I hadn’t written about this yet because it hasn’t felt entirely real, but her box came back to the vet’s office the other day so I knew it was time to post something. I didn’t know exactly how old Crumble was when I got her, but I thought I had so much more time.
We had her cremated. I couldn’t bring myself to send her body away for a necropsy because I wouldn’t get her back. I’m confident she didn’t have a contagious illness, but I will have a blood test done for the remaining chickens just to be sure. I added the feathers I had collected to her little bamboo box with her ashes.

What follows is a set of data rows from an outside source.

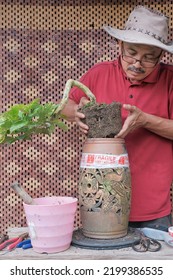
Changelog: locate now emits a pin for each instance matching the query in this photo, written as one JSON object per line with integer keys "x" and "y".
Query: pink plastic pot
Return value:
{"x": 51, "y": 223}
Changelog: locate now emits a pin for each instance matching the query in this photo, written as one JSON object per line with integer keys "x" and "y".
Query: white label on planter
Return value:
{"x": 32, "y": 231}
{"x": 90, "y": 160}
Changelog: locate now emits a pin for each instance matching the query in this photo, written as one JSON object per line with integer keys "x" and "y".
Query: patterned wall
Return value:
{"x": 43, "y": 44}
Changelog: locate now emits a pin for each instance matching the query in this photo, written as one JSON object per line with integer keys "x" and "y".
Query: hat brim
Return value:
{"x": 133, "y": 36}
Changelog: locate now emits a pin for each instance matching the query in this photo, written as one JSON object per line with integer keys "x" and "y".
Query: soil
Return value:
{"x": 103, "y": 120}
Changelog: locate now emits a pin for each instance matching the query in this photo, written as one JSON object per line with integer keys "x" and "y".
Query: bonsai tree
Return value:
{"x": 22, "y": 121}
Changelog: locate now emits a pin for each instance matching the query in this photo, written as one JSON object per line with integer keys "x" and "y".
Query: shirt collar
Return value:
{"x": 151, "y": 78}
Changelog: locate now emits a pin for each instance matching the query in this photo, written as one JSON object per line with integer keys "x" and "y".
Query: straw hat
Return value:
{"x": 144, "y": 26}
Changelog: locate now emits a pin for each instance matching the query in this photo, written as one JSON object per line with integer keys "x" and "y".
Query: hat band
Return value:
{"x": 155, "y": 36}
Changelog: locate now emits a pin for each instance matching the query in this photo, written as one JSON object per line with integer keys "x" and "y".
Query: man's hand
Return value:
{"x": 135, "y": 119}
{"x": 78, "y": 116}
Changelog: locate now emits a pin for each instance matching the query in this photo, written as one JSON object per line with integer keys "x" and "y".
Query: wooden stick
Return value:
{"x": 22, "y": 193}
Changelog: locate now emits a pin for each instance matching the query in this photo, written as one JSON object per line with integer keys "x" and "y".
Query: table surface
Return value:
{"x": 75, "y": 253}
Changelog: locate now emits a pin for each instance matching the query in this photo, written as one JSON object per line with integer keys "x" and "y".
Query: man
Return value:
{"x": 144, "y": 86}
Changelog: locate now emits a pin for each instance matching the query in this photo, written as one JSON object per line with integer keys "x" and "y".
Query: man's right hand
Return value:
{"x": 79, "y": 116}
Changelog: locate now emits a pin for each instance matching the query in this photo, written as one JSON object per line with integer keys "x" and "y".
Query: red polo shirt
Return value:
{"x": 150, "y": 155}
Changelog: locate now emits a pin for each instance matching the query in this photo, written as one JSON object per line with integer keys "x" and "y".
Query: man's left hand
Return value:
{"x": 136, "y": 118}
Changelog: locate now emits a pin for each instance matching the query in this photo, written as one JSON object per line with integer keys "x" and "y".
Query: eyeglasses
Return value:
{"x": 146, "y": 63}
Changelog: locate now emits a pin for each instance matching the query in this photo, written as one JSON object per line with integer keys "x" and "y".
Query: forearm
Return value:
{"x": 160, "y": 126}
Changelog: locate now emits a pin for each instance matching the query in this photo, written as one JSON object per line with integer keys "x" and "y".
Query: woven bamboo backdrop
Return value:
{"x": 43, "y": 44}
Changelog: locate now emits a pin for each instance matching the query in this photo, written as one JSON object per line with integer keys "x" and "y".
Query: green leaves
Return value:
{"x": 21, "y": 121}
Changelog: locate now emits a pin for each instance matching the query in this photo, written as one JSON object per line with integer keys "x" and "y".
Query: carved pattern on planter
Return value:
{"x": 105, "y": 190}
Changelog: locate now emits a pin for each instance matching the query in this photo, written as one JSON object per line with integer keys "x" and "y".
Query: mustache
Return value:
{"x": 136, "y": 70}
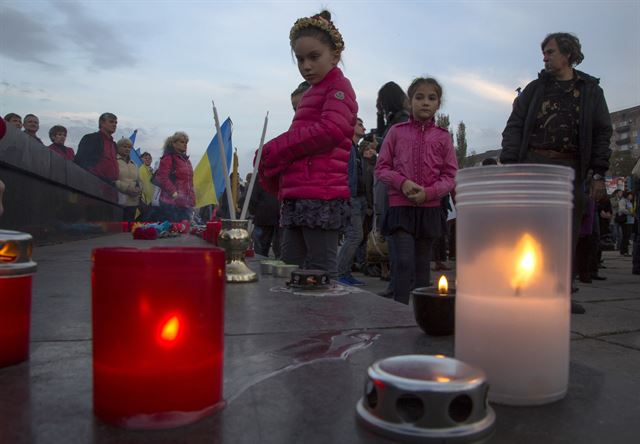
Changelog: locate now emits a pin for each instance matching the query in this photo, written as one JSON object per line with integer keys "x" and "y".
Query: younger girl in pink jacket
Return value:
{"x": 307, "y": 166}
{"x": 418, "y": 164}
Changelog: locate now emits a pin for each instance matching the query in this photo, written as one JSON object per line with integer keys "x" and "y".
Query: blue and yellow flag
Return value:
{"x": 208, "y": 177}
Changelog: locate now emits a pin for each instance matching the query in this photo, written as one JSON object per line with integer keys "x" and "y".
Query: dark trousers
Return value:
{"x": 311, "y": 248}
{"x": 626, "y": 237}
{"x": 266, "y": 237}
{"x": 412, "y": 269}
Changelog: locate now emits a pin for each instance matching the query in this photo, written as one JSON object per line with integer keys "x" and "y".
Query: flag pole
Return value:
{"x": 223, "y": 158}
{"x": 235, "y": 182}
{"x": 245, "y": 206}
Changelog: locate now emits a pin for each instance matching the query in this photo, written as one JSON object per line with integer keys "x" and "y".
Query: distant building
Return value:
{"x": 476, "y": 159}
{"x": 626, "y": 130}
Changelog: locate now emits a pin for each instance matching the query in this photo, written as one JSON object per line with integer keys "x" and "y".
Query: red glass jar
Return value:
{"x": 16, "y": 268}
{"x": 158, "y": 335}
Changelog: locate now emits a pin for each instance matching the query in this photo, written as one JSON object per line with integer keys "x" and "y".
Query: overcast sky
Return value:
{"x": 158, "y": 64}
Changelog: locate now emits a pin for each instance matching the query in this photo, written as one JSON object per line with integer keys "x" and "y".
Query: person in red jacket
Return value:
{"x": 307, "y": 166}
{"x": 58, "y": 135}
{"x": 418, "y": 164}
{"x": 97, "y": 151}
{"x": 175, "y": 179}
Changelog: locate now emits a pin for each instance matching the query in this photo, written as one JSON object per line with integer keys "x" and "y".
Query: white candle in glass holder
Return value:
{"x": 512, "y": 320}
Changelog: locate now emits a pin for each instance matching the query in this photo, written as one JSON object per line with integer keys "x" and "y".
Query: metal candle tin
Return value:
{"x": 434, "y": 310}
{"x": 266, "y": 266}
{"x": 426, "y": 399}
{"x": 283, "y": 270}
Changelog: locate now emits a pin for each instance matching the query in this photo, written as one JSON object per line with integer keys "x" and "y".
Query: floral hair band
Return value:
{"x": 317, "y": 21}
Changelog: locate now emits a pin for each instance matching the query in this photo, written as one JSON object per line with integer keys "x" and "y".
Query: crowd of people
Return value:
{"x": 144, "y": 194}
{"x": 386, "y": 195}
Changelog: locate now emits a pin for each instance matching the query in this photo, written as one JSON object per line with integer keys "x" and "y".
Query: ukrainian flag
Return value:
{"x": 208, "y": 177}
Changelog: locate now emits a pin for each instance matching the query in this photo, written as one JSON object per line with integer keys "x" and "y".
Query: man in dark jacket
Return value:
{"x": 562, "y": 119}
{"x": 358, "y": 201}
{"x": 266, "y": 219}
{"x": 97, "y": 151}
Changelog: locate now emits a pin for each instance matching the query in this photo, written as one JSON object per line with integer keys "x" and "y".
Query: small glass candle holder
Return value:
{"x": 426, "y": 399}
{"x": 16, "y": 268}
{"x": 158, "y": 335}
{"x": 235, "y": 239}
{"x": 513, "y": 276}
{"x": 213, "y": 231}
{"x": 434, "y": 308}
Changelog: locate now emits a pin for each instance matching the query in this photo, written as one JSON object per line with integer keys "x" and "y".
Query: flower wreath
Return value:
{"x": 322, "y": 23}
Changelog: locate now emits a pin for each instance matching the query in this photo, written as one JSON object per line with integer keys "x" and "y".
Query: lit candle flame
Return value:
{"x": 443, "y": 285}
{"x": 528, "y": 262}
{"x": 170, "y": 329}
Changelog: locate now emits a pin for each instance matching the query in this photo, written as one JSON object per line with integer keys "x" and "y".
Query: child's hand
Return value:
{"x": 409, "y": 188}
{"x": 419, "y": 197}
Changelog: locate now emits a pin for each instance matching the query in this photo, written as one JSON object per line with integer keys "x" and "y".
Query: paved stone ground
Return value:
{"x": 48, "y": 399}
{"x": 612, "y": 306}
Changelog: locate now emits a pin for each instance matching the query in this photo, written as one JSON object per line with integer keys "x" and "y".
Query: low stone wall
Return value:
{"x": 51, "y": 198}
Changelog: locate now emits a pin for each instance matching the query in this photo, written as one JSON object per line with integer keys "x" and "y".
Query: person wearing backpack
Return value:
{"x": 175, "y": 179}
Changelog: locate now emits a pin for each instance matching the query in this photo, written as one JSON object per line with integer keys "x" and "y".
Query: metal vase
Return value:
{"x": 234, "y": 238}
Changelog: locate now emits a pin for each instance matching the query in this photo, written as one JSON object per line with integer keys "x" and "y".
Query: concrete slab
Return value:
{"x": 603, "y": 319}
{"x": 631, "y": 340}
{"x": 295, "y": 366}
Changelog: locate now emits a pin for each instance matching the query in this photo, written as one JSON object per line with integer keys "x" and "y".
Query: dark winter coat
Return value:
{"x": 594, "y": 127}
{"x": 93, "y": 157}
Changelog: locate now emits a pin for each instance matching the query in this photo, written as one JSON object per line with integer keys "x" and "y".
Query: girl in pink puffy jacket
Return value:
{"x": 307, "y": 166}
{"x": 418, "y": 164}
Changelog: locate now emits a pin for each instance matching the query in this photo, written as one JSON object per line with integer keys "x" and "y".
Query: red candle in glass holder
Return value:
{"x": 158, "y": 337}
{"x": 16, "y": 268}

She seemed a bit lethargic and thin, so I brought her inside to keep an eye on her. She wasn’t overly interested in food but she was still bright eyed and chatty so I wasn’t too concerned. I gave her some coconut cream to make sure she was getting enough calories, she chatted at me for a bit, then she fell asleep in my lap. I held her for a while before putting her to bed, and she was gone when I woke up.

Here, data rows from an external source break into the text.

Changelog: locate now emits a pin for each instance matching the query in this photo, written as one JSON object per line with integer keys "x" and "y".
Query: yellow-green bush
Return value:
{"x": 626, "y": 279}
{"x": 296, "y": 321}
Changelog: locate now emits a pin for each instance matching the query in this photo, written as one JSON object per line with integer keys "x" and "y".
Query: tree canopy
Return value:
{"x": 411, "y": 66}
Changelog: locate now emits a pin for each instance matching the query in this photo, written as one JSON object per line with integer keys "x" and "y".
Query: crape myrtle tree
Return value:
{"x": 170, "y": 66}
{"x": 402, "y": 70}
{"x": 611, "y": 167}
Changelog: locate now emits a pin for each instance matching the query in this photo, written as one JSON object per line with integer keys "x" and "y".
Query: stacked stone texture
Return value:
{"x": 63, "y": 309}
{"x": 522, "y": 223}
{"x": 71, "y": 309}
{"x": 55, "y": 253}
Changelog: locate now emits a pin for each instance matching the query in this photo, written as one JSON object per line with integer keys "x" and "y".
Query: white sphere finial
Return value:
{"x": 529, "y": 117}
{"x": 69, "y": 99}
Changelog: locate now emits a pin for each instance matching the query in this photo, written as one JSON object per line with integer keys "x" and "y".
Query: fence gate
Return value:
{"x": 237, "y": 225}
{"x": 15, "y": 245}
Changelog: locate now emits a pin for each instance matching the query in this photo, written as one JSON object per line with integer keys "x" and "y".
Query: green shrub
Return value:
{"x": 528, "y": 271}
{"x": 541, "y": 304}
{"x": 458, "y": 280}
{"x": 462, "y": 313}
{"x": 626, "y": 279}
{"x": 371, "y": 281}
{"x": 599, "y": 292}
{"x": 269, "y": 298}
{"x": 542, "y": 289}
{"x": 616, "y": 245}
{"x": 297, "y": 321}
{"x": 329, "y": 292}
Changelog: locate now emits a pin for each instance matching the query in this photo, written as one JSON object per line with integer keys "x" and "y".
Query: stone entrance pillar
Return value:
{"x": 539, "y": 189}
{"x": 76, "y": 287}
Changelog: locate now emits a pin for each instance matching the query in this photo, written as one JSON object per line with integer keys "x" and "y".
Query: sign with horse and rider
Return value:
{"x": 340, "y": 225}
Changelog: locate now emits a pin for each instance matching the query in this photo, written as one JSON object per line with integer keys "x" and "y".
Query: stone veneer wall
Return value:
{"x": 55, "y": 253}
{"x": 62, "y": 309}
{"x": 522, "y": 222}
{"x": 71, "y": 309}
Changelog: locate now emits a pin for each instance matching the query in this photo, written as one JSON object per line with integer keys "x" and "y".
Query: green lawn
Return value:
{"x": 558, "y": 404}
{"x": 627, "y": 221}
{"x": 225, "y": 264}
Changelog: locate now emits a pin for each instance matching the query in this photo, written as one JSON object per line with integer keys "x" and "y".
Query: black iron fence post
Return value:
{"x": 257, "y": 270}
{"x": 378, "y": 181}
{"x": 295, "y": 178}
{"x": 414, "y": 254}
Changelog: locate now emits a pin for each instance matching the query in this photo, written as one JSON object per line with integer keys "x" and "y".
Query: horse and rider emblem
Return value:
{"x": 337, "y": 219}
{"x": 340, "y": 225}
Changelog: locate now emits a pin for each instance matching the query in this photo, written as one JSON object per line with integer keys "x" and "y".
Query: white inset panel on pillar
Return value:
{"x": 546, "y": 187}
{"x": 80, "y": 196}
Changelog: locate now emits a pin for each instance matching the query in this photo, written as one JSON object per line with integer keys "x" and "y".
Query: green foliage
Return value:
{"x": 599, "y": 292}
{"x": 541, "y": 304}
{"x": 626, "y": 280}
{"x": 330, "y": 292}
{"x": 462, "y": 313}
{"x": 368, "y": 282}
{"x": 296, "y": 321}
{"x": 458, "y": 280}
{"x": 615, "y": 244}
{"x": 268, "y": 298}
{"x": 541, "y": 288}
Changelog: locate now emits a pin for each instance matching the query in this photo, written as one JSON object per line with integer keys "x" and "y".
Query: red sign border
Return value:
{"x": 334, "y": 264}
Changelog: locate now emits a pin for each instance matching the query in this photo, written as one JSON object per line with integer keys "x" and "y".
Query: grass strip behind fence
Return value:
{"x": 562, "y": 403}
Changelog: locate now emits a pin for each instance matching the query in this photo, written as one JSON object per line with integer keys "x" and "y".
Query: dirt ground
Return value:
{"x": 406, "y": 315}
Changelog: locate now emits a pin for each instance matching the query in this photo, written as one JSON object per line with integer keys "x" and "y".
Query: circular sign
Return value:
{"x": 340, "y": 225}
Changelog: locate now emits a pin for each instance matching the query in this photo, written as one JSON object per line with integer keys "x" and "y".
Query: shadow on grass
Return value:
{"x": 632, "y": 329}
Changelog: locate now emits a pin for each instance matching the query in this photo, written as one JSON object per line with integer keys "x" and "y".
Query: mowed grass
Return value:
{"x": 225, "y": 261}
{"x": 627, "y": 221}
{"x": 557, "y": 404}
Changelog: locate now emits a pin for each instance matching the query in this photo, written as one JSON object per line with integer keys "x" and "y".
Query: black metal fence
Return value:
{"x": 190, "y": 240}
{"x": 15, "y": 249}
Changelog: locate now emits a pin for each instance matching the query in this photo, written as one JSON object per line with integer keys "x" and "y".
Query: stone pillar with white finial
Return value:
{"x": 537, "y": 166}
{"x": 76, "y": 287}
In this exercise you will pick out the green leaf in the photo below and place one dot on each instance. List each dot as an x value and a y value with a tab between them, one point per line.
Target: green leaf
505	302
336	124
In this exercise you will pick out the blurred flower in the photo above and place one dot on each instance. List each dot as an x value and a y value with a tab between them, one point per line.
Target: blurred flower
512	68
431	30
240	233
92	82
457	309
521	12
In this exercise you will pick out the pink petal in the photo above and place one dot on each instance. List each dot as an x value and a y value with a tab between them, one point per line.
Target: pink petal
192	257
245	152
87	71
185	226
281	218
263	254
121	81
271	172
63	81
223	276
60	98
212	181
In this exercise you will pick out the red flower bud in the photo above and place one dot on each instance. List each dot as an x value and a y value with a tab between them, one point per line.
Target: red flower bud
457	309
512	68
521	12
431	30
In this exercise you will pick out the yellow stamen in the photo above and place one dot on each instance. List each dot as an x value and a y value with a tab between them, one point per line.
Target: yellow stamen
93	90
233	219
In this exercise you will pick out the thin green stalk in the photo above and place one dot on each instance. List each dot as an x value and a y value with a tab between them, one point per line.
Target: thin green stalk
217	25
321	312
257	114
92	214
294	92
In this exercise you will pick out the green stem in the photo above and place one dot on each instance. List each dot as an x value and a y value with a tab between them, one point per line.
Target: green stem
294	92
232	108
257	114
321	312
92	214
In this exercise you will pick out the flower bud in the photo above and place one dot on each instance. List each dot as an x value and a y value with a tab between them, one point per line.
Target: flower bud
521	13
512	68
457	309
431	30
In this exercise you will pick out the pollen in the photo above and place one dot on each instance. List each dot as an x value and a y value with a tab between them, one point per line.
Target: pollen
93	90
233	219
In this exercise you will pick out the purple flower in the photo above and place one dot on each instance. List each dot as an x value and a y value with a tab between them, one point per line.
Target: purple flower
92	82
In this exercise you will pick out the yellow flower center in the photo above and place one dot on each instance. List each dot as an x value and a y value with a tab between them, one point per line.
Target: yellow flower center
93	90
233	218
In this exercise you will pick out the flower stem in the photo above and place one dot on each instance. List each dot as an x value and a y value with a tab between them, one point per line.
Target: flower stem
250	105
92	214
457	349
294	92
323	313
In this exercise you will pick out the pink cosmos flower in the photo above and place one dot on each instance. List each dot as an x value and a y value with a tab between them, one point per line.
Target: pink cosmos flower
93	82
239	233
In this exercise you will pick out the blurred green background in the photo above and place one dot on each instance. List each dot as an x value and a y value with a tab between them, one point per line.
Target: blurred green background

I have to wonder if she had been ill since I brought her home. Normally mild-manner Gueuze accepted the Easter Eggers without question, but he didn’t want Crumble in the flock at first. I was able to get him to warm up to her though, and I didn’t think anything more of it. She had such a fantastic little personality and although she wasn’t here for long, I had become very attached to her. She often had a sort of confused, judgemental look on her face.
She was loud and boorish and frankly, a bit slovenly. She beaked food out all over the ground and flung it everywhere when she ate. But I had grown accustomed to her mannerisms and they had become endearments. Even with the Easter Eggers cackling like a pair of kookaburras the yard is somehow quieter without her here. She had a presence, and the absence of it is painfully felt.
Fly free little blackbird, you were loved and will be greatly missed.